Hamlet – Luca Giacomoni – Théâtre Monfort, Paris – du 29 septembre au 9 octobre 2021
Les projets de Luca Giacomoni sont ancrés dans le monde réel et prennent le temps d’associer des acteurs amateurs dont le vécu individuel apporte une nouvelle dimension à la pièce. Après l’Iliade monté en collaboration avec le centre pénitentiaire de Meaux, Les Métamorphoses avec la Maison des femmes de Saint-Denis, le metteur en scène italien a choisi, pour Hamlet, de collaborer avec des personnes ayant eu des expériences dites « psychotiques ». Il resserre la pièce sur l’essentiel, simplifie, tout en gardant des pans entiers du texte d’origine. Sa distribution associe acteurs confirmés comme Valérie Dréville et amateurs. Le spectacle offre un nouveau regard sur la pièce de Shakespeare, avec un univers chaotique où la raison s’égare. Le texte classique reste néanmoins exigeant, et certaines parties sont un peu laborieuses.
Quelques mois après la mort du Roi du Danemark, sa femme Gertrude se remarie avec le frère de celui-ci. Son fils Hamlet désespéré croise le spectre du défunt qui lui révèle avoir été assassiné et lui demande de le venger.
La scène est envahie d’objets. Un piano y occupe une place importante, la musique sur scène est assurément un atout du spectacle. A l’arrivée du public, les acteurs sont tous sur scène, en tenues plutôt sportives, s’échauffant dans des mouvements lancés. Ils resteront sur le plateau pendant toute la représentation, facilitant les changements de scènes, avec une énergie collective soutenue. Ce royaume du Danemark est décidément singulier. Le spectateur est sur le qui vive pour suivre l’action qui est autant portée par celui qui parle que par ceux qui l’écoutent. Luca Giacomoni multiplie les symboles : la terre qui souille, l’eau qui lave, le bâillon qui empêche Gertrude de voir la vraie nature de son nouveau mari… Soit. Ces parallèles littéraux sont un peu lourds et manquent de naturel, le risque de surcharge est bien réel.
Un ver particulier est particulièrement développé (« Le roi passe cette nuit à boire, au milieu de l’orgie et des danses aux contorsions effrontées ») pour illustrer les dérives du Royaume du Danemark. La scène est effrayante, les comédiens se lâchent et l’environnement d’Hamlet est très différent de ce qui est habituellement représenté. Les règles de bienséance habituelles n’ont plus cours et tout bascule. Hamlet évolue dans un monde parallèle, la folie n’est pas que sienne. Dans le rôle principal d’Hamlet, Louis Plesse est très à l’aise. Face à lui, Valérie Dréville est aussi une Gertrude convaincante, même si certaines tirades criées frôlent l’hystérie. La pianiste, Nathalie Morazin, qui est aussi chanteuse, fait partie intégrante du spectacle et entretient la tension avec brio.
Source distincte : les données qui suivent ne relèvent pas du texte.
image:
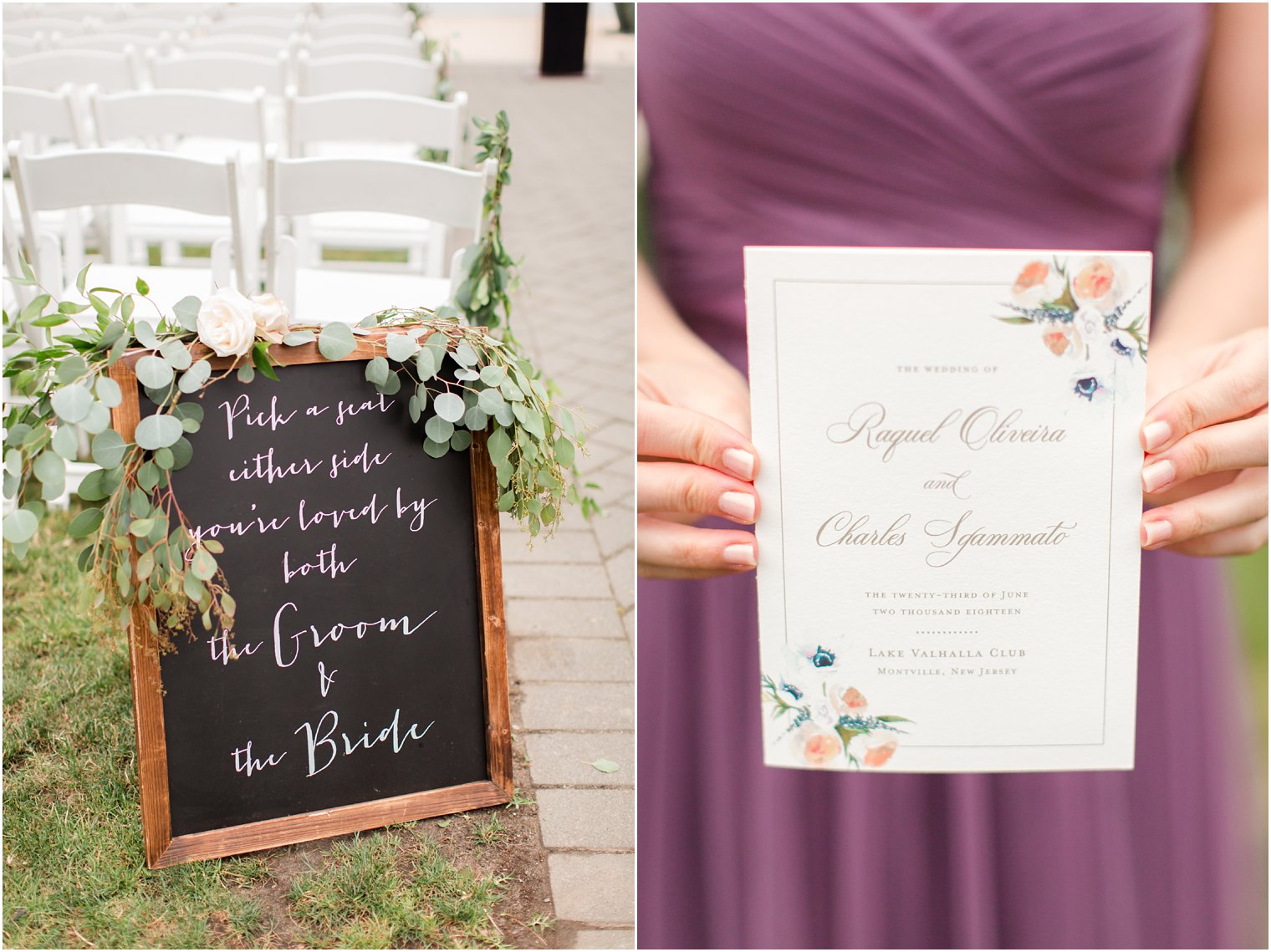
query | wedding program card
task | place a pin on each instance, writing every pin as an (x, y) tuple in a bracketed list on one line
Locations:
[(948, 542)]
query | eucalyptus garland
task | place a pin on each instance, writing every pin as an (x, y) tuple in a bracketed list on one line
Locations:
[(137, 541)]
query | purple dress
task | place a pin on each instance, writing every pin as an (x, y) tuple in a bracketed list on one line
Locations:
[(984, 125)]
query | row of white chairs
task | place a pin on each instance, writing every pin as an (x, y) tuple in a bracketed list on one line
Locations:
[(400, 23), (222, 70), (217, 125), (442, 195), (169, 43)]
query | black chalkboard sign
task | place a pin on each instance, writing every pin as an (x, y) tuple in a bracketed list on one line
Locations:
[(365, 681)]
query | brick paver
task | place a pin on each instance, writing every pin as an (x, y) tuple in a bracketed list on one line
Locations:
[(569, 211)]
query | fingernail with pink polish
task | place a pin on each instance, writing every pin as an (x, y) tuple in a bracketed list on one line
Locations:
[(1156, 532), (1160, 473), (1156, 435), (740, 463), (738, 506)]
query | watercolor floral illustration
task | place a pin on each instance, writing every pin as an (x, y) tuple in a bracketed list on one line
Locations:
[(824, 718), (1082, 312)]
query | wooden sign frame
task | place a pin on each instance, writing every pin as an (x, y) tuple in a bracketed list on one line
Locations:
[(164, 849)]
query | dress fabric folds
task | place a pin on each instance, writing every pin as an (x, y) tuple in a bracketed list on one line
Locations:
[(945, 125)]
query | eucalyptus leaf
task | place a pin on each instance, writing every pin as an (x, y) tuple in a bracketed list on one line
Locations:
[(193, 379), (177, 355), (158, 430), (98, 419), (439, 430), (491, 402), (378, 370), (426, 364), (449, 407), (71, 403), (108, 449), (336, 341), (401, 347), (65, 442), (154, 371), (50, 468), (71, 369), (186, 310), (85, 522), (108, 392), (21, 525), (145, 333)]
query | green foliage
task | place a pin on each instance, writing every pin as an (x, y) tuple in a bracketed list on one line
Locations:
[(491, 273), (362, 899), (139, 543)]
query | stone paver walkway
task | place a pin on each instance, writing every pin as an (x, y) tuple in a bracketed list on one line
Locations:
[(569, 602)]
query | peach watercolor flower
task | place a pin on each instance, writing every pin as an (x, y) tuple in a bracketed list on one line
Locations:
[(1096, 283), (880, 751), (1058, 339), (1038, 283), (820, 749), (853, 702)]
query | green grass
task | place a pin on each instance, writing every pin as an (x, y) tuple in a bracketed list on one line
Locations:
[(74, 871), (364, 899)]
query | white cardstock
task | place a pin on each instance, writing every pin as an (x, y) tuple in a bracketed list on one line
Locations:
[(948, 542)]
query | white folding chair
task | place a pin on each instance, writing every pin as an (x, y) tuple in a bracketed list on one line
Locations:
[(400, 23), (381, 126), (120, 177), (46, 124), (445, 196), (115, 42), (257, 26), (379, 74), (217, 71), (18, 44), (366, 44), (237, 43), (66, 26), (56, 68), (195, 124), (156, 26)]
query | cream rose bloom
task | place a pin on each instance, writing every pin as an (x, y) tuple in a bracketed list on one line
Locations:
[(273, 318), (227, 323)]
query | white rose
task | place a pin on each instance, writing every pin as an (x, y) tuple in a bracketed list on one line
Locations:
[(273, 318), (227, 323)]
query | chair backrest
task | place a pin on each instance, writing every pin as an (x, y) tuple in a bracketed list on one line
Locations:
[(376, 117), (114, 42), (237, 43), (220, 71), (18, 44), (110, 177), (378, 74), (85, 68), (154, 26), (393, 24), (146, 115), (29, 26), (258, 26), (36, 116), (437, 193), (366, 44)]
La vraie difficulté réside dans le texte, des vers qui ne souffrent pas l’approximation et qui sont difficiles pour les amateurs. Un ton monocorde fait décrocher le spectateur immédiatement, et il est difficile de se rattraper ensuite. Là où la collaboration entre amateurs et professionnels se faisait avec un naturel désarmant sur l’Iliade et les Métamorphoses, la marche est immense pour Shakespeare.
Hamlet est un travail expérimental intéressant, qui apporte une nouvelle lecture du contexte de la pièce, à défaut d’en donner une représentation puissante.